As part of its larger effort to control the potential spread of coronavirus
disease in the north-central Nevada region, Humboldt General Hospital
will significantly restrict visitors to its nursing home.
The Centers for Medicare & Medicaid Services (CMS) announced the critical
new measure last week as a way to keep America’s nursing home residents
safe from COVID-19. The measure follows the newest recommendations from
the Centers for Disease Control and Prevention (CDC).
According to HGH Interim Chief Executive Officer Karen Cole, residents
of the Harmony Manor Skilled Nursing and Residential Care Community and
the Quail Corner Life Enrichment Community will no longer receive visitors,
except for compassionate care, such as end-of-life situations.
Non-essential hospital personnel, including volunteers, also will be restricted
from the residential communities. All visitors will be equipped with personal
protective equipment like masks, and the visit will be limited to a specific
HGH Long Term Care Director Robin Gillis said the new measures are CMS’s
latest action to protect America’s seniors, who are at highest risk
for complications from COVID-19. While visitor restrictions may be difficult
for residents and families, she said it is an important temporary measure
for their protection.
“From what we understand from experts on this disease, seniors are
at highest risk for infection and complications, so we are following every
guidance to help reduce those risks,” she said.
Gillis acknowledged that local families, friends and community residents
will be affected by the temporary change.
“We are blessed in this community to have thoughtful people who regularly
surround our residents with their love and care,” she said.
She mentioned the many community organizations, church congregations, youth
groups, student groups and more who routinely visit residents, share their
talents, and drop off goodies and gifts.
“We hope that can continue at some point,” she said, “but
for now we are anxious to follow these recommendations to keep our residents
safe in the face of the spread of COVID-19.”
The change was prompted by real-time information being gathered from experts
on the ground in areas with large numbers of COVID-19 cases, like Washington
and California.

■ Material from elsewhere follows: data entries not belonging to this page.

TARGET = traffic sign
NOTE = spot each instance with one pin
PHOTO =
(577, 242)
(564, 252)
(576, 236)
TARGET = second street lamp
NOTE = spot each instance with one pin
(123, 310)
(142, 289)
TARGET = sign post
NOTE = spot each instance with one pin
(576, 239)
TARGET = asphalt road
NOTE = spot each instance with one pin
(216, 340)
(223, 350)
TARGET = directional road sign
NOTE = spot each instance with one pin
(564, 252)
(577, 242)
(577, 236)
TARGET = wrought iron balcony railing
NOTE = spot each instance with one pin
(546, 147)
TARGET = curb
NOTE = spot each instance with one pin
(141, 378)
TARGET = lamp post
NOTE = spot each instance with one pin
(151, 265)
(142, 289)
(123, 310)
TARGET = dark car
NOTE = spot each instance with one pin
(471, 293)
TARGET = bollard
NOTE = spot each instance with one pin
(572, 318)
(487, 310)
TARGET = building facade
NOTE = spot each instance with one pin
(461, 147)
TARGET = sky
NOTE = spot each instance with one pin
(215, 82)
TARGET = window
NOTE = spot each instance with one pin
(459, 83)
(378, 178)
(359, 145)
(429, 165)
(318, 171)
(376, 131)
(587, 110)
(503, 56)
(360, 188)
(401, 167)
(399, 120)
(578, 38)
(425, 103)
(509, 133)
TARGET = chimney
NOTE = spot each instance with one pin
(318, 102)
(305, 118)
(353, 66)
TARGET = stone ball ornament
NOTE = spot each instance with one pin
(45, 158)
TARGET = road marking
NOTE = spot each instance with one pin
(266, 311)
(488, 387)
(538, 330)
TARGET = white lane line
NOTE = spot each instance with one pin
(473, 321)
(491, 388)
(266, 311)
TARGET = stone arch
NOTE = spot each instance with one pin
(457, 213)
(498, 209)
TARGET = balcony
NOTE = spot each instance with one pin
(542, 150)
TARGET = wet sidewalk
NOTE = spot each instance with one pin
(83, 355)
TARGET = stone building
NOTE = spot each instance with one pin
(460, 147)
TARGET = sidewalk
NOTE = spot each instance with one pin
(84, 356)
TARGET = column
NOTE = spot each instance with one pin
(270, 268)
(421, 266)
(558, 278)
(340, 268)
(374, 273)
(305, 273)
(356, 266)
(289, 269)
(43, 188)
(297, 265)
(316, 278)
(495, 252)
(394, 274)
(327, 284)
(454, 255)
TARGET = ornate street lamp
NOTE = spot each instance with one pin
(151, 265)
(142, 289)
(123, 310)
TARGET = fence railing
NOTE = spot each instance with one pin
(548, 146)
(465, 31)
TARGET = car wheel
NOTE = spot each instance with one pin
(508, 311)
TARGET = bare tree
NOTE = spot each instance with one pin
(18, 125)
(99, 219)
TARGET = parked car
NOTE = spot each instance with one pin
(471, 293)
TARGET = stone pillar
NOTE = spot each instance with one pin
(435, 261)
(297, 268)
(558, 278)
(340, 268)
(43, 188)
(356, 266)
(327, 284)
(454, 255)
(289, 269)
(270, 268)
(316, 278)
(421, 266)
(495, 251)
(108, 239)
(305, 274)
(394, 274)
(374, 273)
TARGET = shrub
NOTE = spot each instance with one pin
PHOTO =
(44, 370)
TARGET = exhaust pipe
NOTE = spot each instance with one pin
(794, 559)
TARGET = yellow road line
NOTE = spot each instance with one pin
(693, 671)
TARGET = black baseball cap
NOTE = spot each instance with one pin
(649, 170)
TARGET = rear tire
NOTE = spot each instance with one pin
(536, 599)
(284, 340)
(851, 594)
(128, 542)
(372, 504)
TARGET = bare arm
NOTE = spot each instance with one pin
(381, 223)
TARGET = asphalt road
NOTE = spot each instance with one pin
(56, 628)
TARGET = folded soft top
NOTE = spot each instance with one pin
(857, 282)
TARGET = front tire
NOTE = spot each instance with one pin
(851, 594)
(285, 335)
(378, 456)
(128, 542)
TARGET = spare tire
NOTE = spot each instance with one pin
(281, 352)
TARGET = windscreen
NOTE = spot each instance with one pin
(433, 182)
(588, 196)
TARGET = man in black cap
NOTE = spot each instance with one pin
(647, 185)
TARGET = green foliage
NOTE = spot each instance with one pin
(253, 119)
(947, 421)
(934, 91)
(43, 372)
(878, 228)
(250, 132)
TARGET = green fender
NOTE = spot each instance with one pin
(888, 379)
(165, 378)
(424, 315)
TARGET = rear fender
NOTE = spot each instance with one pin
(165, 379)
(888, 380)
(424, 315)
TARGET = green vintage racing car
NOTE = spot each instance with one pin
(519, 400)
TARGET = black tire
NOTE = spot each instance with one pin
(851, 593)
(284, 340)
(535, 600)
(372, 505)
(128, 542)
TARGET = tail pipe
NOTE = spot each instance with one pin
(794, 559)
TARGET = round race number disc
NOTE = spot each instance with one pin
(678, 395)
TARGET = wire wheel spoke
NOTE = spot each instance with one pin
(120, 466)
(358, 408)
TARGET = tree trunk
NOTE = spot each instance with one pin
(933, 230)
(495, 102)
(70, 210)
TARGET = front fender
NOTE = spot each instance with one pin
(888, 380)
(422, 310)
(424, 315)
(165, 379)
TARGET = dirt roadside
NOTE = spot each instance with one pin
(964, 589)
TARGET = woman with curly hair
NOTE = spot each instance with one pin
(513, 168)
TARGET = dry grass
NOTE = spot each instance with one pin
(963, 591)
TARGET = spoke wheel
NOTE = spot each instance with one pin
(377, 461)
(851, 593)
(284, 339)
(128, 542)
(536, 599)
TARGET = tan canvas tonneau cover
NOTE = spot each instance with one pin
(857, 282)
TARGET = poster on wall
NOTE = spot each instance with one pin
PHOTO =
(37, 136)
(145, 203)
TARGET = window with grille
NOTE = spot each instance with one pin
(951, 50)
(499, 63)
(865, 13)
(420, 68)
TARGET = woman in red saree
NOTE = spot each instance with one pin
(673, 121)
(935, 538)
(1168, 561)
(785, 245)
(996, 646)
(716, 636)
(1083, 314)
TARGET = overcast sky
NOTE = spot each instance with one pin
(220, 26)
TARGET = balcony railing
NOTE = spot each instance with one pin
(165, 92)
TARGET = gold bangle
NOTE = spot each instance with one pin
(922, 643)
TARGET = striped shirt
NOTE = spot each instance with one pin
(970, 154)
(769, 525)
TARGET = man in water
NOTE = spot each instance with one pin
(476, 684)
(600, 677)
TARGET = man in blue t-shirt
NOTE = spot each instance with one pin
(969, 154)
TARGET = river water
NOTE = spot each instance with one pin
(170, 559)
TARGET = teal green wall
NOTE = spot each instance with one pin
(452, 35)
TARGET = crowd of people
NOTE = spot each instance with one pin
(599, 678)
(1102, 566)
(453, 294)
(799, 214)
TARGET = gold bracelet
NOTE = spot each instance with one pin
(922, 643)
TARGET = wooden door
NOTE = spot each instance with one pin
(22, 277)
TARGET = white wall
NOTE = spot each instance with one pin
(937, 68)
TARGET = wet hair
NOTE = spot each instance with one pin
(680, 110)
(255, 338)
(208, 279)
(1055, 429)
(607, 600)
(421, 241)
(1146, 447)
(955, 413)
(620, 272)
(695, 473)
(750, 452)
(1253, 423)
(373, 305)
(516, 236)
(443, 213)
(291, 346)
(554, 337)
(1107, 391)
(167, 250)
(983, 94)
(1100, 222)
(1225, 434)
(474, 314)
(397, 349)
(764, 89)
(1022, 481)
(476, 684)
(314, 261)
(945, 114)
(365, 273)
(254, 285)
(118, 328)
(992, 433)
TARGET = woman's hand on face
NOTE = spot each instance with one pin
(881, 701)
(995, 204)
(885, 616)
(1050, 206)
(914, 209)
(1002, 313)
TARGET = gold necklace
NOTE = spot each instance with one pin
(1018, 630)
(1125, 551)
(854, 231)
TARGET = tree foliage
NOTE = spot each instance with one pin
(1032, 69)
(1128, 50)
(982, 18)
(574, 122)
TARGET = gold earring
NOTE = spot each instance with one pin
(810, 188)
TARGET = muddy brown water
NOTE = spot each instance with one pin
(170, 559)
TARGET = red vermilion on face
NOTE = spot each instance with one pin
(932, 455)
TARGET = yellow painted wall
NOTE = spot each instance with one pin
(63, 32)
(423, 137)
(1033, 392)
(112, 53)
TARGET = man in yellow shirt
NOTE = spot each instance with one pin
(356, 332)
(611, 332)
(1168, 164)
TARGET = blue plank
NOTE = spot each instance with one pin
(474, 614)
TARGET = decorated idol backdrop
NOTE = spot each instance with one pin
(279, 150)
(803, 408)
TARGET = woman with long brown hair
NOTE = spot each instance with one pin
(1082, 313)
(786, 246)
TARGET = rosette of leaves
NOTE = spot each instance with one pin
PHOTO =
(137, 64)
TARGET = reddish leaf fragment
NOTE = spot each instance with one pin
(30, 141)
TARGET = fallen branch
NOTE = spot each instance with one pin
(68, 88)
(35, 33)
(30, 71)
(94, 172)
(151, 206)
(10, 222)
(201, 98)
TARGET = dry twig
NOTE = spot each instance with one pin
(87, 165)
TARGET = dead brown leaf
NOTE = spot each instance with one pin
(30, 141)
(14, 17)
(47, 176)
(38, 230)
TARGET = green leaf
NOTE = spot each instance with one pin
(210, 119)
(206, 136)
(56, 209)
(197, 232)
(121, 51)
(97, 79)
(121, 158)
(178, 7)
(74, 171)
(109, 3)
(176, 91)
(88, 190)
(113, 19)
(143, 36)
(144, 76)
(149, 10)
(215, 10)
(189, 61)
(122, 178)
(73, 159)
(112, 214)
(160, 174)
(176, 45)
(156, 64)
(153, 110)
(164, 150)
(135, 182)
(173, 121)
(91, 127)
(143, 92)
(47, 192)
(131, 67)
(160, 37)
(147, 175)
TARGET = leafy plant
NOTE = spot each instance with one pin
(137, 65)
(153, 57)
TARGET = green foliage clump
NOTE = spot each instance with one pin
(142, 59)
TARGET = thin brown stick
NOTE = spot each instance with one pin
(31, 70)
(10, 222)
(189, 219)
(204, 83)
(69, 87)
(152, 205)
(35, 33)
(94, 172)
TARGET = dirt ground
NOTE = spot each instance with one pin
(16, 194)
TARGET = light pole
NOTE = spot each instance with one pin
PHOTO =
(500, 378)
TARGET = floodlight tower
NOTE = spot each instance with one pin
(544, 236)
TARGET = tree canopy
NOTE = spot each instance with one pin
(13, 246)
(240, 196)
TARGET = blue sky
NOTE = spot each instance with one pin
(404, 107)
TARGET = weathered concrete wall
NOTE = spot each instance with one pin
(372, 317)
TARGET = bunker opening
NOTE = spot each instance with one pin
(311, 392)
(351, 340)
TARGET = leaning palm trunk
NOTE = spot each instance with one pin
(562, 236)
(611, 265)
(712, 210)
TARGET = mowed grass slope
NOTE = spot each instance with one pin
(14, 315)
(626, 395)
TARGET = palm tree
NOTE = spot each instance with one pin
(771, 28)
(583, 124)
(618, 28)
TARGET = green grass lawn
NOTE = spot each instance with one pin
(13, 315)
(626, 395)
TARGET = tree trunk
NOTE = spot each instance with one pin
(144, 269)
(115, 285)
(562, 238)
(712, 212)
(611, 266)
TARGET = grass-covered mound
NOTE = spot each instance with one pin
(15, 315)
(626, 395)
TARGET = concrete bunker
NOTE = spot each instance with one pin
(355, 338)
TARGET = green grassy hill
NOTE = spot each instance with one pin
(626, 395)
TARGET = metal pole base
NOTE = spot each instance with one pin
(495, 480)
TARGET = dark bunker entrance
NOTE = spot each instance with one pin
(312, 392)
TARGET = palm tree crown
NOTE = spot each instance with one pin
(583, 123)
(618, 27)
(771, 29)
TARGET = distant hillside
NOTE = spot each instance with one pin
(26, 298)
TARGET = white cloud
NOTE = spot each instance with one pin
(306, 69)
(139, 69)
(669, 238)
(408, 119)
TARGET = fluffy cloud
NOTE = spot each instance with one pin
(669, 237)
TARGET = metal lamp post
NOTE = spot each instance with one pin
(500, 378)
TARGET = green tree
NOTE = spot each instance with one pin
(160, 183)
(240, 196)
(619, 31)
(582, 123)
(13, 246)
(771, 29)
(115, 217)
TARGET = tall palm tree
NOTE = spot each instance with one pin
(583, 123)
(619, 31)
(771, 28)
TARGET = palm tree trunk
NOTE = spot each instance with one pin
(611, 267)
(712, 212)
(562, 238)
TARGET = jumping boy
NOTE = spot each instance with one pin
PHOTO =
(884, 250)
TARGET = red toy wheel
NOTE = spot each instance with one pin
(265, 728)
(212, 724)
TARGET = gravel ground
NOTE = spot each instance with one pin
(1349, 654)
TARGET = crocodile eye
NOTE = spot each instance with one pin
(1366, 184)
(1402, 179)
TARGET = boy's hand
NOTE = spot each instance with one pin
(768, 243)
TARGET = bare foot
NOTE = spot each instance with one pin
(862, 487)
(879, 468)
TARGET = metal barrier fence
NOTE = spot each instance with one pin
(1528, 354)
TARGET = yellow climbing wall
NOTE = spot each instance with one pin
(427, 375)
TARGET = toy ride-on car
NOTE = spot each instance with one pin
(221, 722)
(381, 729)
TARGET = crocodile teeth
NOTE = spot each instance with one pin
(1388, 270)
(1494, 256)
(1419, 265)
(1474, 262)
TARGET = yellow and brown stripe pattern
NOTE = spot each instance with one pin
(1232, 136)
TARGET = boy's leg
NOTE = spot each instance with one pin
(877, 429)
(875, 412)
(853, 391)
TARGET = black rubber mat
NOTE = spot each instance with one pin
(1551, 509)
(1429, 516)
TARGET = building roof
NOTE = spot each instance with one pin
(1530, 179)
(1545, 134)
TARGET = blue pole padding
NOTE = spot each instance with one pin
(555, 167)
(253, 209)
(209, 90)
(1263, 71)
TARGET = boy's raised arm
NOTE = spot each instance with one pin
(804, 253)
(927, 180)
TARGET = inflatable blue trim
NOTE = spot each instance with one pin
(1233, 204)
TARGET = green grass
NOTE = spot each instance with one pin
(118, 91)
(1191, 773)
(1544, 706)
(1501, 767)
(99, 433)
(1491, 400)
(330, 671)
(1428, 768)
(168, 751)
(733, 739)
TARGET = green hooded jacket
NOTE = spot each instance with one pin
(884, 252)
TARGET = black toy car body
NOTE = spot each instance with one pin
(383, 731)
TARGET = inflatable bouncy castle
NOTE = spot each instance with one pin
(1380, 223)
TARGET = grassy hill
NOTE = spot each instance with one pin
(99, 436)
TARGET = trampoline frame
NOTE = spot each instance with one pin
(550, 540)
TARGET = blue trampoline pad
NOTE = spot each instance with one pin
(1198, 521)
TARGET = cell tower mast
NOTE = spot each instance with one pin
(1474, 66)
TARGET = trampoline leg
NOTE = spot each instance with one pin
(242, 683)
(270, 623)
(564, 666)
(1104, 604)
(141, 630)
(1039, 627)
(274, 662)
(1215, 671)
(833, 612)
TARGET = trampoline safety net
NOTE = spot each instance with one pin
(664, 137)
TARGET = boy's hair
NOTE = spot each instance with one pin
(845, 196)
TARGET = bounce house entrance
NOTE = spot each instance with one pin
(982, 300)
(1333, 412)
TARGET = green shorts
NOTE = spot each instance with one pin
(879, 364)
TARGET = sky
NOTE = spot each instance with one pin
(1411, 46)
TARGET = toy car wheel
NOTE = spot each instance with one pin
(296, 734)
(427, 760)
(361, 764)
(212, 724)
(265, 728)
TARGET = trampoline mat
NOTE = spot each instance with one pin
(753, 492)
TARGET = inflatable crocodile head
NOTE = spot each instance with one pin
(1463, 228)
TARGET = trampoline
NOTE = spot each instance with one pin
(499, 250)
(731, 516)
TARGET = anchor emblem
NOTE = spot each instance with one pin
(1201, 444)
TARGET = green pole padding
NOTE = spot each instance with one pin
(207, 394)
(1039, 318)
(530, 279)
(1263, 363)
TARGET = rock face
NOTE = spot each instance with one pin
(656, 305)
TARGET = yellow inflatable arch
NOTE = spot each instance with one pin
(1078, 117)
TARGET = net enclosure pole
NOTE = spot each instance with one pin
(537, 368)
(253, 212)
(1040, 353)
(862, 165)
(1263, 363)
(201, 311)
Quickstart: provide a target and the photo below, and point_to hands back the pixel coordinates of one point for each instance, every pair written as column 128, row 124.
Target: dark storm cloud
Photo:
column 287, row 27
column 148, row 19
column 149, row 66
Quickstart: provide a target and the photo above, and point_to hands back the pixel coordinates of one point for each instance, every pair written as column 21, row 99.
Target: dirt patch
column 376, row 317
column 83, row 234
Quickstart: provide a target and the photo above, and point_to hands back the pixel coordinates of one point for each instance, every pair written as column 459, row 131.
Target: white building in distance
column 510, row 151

According to the CDC, visitors who are ill are among the
most likely sources of introduction of COVID-19 into nursing homes.
“We understand the importance of keeping our residents connected
with their loved ones,” said Gillis. “In lieu of visits, we
suggest phone calls, text messages, letters and cards—anything that
will help assure your loved ones you care and are thinking of them.”
Gillis added that her staff will help residents facilitate those forms
of communication as well. “We will be there to assist,” she said.